Let’s talk about devotion, dear reader. Not the quiet, prayer-hands kind, but the type of all-consuming, synapse-frying, 20-year obsession that births a legend. Today we raise a glass – probably several, let’s be honest – to James Boswell, born on this day in 1740. He was the ultimate literary wingman, the patron saint of biographers, and a man whose personal journals read like a depraved field guide to 18th-century London.
Imagine, if you will, dedicating your life to another human being. Not just as a friend, but as a kind of human recording device. For two decades, Boswell attached himself to the literary giant Samuel Johnson, like a barnacle with a notebook. Johnson was the great intellectual wolverine of his age, with a mind that was a cathedral of genius and whose social graces were more or less those of a cornered badger. And Boswell was right there, scribbling it all down. Every thunderous insult or pronouncement, every witty comeback, every depressive sigh. He stalked Johnson through taverns, print shops, and drawing rooms, his pen (well, quill) flying, capturing the man in all his flawed, human glory.
The result was The Life of Samuel Johnson, LL.D., a book that mainlined Johnson’s life directly into readers’ veins. That biography and its detail rawness basically invented the form as we know it.
But when Boswell wasn’t chronicling Johnson’s genius, he was conducting his own frantic, balls-deep experiments in the human condition. His private journals, found long after his death, are a scandalous mess of high philosophy and low-life pursuits. Philosophical benders, existential crises, orgies, hangovers, and an almost heroic number of STDs. It’s the diary of a man wrestling with God and prostitutes, often in the same week, sometimes on the same night.
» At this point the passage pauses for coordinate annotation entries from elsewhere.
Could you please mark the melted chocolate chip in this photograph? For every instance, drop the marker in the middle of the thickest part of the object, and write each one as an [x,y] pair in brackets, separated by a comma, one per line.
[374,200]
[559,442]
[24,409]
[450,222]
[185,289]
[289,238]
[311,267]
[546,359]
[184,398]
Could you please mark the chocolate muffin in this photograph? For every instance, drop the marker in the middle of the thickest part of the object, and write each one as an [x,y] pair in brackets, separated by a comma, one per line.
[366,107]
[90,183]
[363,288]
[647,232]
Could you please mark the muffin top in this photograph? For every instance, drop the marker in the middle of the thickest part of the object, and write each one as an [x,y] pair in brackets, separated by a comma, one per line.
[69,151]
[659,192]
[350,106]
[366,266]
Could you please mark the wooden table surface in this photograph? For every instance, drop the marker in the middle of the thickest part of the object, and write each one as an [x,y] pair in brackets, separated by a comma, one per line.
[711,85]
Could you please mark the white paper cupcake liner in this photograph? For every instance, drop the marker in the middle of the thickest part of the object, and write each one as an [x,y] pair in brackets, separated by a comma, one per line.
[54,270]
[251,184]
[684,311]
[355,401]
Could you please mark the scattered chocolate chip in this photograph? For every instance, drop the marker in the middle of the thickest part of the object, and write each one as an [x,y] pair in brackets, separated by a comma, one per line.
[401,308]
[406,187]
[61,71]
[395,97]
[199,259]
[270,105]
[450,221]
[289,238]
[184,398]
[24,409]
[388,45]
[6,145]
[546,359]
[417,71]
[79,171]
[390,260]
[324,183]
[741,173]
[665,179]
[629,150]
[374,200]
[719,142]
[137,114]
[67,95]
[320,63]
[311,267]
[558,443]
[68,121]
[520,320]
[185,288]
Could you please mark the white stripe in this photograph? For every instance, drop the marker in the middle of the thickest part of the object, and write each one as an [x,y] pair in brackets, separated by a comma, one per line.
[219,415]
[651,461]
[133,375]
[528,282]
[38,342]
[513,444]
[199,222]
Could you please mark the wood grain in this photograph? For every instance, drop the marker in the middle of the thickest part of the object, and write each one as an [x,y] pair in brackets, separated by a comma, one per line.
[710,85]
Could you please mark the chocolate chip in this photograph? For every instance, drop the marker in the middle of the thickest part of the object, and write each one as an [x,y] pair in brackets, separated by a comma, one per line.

The man had impressive appetites – for fame, for booze, for flesh, and for Life.
Whatever he did, he dove in headfirst. My favorite Boswell-Johnson moment was the two of them, deep in their cups, getting into a ferocious, slurring argument about the age-old philosophical question: if a tree falls in a forest and no one is around to hear it, does it make a sound. I’m confident I have drunkenly held forth on this exact questions many times, but, like most people would have, I’m sure, I have forgotten this drunken exchange by morning. Boswell went home and wrote it all down.
So cheers to James Boswell. He proved that sometimes the most important story you can tell is someone else’s, but that your own story – the really messy, chaotic part of it – is just as vital. Go read his work, dear reader. Let me know if you don’t think he makes our modern lives feel beige by comparison.